Im Einvernehmen mit der Partei folgte ihm am Beethoven-Gymnasium bis 1945 Matthias Bös, der am 13. Mai 1935 erstmalig die „Schulgemeinde“ in der Aula begrüßte und mit Wirkung vom 1. Oktober 1936 die endgültige Übertragung der Schulleitung durch den Minister erhielt. Bös, Kriegsversehrter des Ersten Weltkrieges, galt als „alter Kämpfer“, der einige Zeit vor der „Machtergreifung“ in die NSDAP eingetreten war. Nach übereinstimmenden Berichten aller Ehemaligen profilierte er sich im Innenleben der Schule nicht als äußerst konsequenter Anhänger der NS-Ideologie. Auch ehemalige Kollegen bescheinigten ihm nach 1945, Gymnasium und Lehrerschaft „ohne Kompromisse gegenüber den Nationalsozialisten klug und aufrichtig“ geführt zu haben. Die Berichte, die ein Spitzel im Kollegium der Kreisleitung der Partei lieferte, sollen dies bestätigt haben. Eine Namensänderung der Schule jedenfalls, in dieser Zeit ein häufiges Anliegen der überzeugten Parteimitglieder, hat Bös, der auf Bewahrung der Tradition und des Niveaus bedacht war, stets abgelehnt und dies auch durchgesetzt.

 

Der seit dem 4. Februar 1933 tätige B. Rust, preußischer Minister für Wissenschaft, Kunst und Volksbildung (ab 30. April 1934 auch Reichsminister) führte den Zentralismus im Schul- und Hochschulwesen ein und entzog den Ländern die Schulhoheit, um eine „totalitäre“ Erziehung von der Volks- bis zur Hochschule durchzusetzen. Von Beginn an versuchten Parteigremien und die vorgesetzte Behörde mit einer Flut von Erlassen, Vorschriften, Leitsätzen und Richtlinien (auf manchen der häufigen Konferenzen der ersten Jahre musste der Schulleiter 30 bis 40 Erlasse besprechen) eine ideologisch ausgerichtete Gestaltung des Unterrichts herbeizuführen, um die Schüler „im nationalen Sinne“ zu erziehen.

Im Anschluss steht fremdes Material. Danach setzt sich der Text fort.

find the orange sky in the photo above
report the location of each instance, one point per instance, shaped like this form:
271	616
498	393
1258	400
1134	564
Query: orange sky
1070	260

Die schulinternen Lehrpläne hatten die Lehrer nach den neuen Prinzipien „Nationalismus“, „Rassenkunde“ und „Führertum“ auszurichten. Neben Schulfunk- und besonderen „Schulfunkfeierstunden“ sollten regelmäßige Schulungsstunden (Staatsjugendtag) über aktuelle politische und ideologische Fragen und die neue Staatsauffassung gehalten werden – für Mittel- und Oberstufe in Form eines Unterrichts, für Sexta bis Untertertia (Klasse 5 bis 8) gemeinsam in der Aula. Jeder Lehrer war zu einer solchen Stunde verpflichtet, so dass ein erheblicher Aufwand für einen „festen Arbeitsplan“ nach abgesprochenen „Leitlinien“ betrieben werden musste. Die Schule wechselte dabei Tag und Stunde, damit nicht immer die gleichen Fächer betroffen waren. Gleichwohl musste sich die Konferenz schon nach einem Jahr mit den „Auswirkungen des Staatsjugendtages auf die Klassenleistung“ befassen.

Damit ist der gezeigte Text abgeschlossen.